By Scott W. Lang, Mayor, New Bedford
Over a century ago, aviation enthusiasts in Massachusetts formed our country's first aeronautical society (1895) and first aeronautical club (1902), encouraging individuals to experiment and study the science of flight.
Sometime later, our state was home of the first licensed aircraft manufacturer in the United States with the establishment of the Burgess and Curtis Co. based out of Marblehead in 1911. And these stories go on and on — from the first-built monoplanes for the U.S. government, to the first nonstop service to Europe — we should be proud that much of the history of aviation has roots here in the commonwealth.
With a major commercial airport that serves as a worldwide hub, and over 200 publicly and privately owned aviation facilities, our state remains a leader in terms of aviation. While most people immediately think of commercial aviation, the truth is that our local general aviation airports serve as a lifeline for communities throughout the state, allowing local businesses, manufacturers, farmers, medical and law enforcement organizations, and charities to reach residents quickly and efficiently when time is of the essence. These airports and the aircraft that rely upon them play a pivotal role in our communities, generating over $304 million annually in economic activity and supporting roughly 10,000 jobs throughout the state.
Here in New Bedford, we have a great airport that is evolving to meet the demands of aviation in the 21st century. The New Bedford Regional Municipal Airport is a tremendous asset for our city and region. It is an economic driver that generates over $26 million annually in revenue, and its related companies employ over 200 people. Bridgewater State University has founded a School of Aviation and has built one of the most modern aviation educational facilities in the United States. It has partnered with our area high schools and vocational high schools to provide aviation careers in service, technology and mechanical areas.
At the present time, the airport is involved in a major FAA safety project extending buffer areas to its 5,000-foot runway. In the future, New Bedford airport will improve the aprons and taxi areas as well as expand its terminal to provide TSA screening and a dedicated access road to the airport. In fact, in the coming decades, New Bedford Municipal Airport will be a major factor in building our region's aviation sector in transportation, freight, education and public safety resources.

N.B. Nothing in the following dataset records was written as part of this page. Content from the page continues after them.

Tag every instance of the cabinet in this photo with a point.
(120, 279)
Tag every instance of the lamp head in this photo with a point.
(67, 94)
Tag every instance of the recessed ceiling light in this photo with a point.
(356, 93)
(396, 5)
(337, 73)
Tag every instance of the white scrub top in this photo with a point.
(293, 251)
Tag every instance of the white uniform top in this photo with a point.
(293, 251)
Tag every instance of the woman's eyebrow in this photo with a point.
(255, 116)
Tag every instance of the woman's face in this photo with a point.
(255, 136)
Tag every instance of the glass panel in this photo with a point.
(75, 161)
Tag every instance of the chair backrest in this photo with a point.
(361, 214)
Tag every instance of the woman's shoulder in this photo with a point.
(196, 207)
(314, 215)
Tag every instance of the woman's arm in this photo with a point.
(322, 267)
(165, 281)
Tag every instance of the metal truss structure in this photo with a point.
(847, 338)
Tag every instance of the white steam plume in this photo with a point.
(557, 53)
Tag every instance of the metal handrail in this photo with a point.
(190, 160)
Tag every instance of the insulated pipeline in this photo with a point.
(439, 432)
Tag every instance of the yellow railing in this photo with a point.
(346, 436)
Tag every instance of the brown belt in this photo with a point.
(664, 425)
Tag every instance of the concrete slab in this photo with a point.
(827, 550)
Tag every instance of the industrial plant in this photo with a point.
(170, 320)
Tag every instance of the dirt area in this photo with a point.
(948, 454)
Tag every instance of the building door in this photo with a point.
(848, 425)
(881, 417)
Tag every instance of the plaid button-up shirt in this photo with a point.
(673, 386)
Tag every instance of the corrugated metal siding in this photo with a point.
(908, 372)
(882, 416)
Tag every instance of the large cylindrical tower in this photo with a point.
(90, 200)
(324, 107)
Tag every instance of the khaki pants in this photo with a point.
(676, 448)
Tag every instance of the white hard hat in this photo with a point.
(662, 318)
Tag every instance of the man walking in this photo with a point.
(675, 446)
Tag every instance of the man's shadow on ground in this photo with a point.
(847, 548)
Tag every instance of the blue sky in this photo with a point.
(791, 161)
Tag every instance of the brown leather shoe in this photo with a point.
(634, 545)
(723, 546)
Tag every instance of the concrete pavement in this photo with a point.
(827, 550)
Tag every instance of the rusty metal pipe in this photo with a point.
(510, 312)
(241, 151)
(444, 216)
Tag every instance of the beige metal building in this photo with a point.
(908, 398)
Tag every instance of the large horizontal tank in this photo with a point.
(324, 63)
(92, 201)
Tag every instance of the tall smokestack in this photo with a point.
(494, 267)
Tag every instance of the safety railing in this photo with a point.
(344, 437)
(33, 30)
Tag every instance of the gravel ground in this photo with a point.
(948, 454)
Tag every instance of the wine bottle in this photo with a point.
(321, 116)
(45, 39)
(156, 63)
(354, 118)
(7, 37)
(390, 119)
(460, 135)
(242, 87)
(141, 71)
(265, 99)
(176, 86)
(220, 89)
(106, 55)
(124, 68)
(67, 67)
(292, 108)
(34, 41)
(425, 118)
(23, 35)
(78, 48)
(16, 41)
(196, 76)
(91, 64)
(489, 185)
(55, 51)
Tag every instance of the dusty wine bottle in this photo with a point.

In addition, these aircraft and airports help in ways that many do not realize — after our recent snow storms, when communities were without power and supplies, FEMA responded using general aviation aircraft and airports to ensure supplies reached our cities and towns quickly. Throughout the year, charitable groups such as Angel Flight Northeast utilize airports such as Westover Metropolitan, offering free flights to those in need of transportation to critical care treatment centers. In fact, Holyoke Medical Center relies on Westover Airport to transport patients and organs, allowing medical services to be provided to those in need quickly.
It is for all these reasons and more that it is fitting that Gov. Deval Patrick recently declared "General Aviation Appreciation Month," and recognized just how valuable general aviation is to the state of Massachusetts.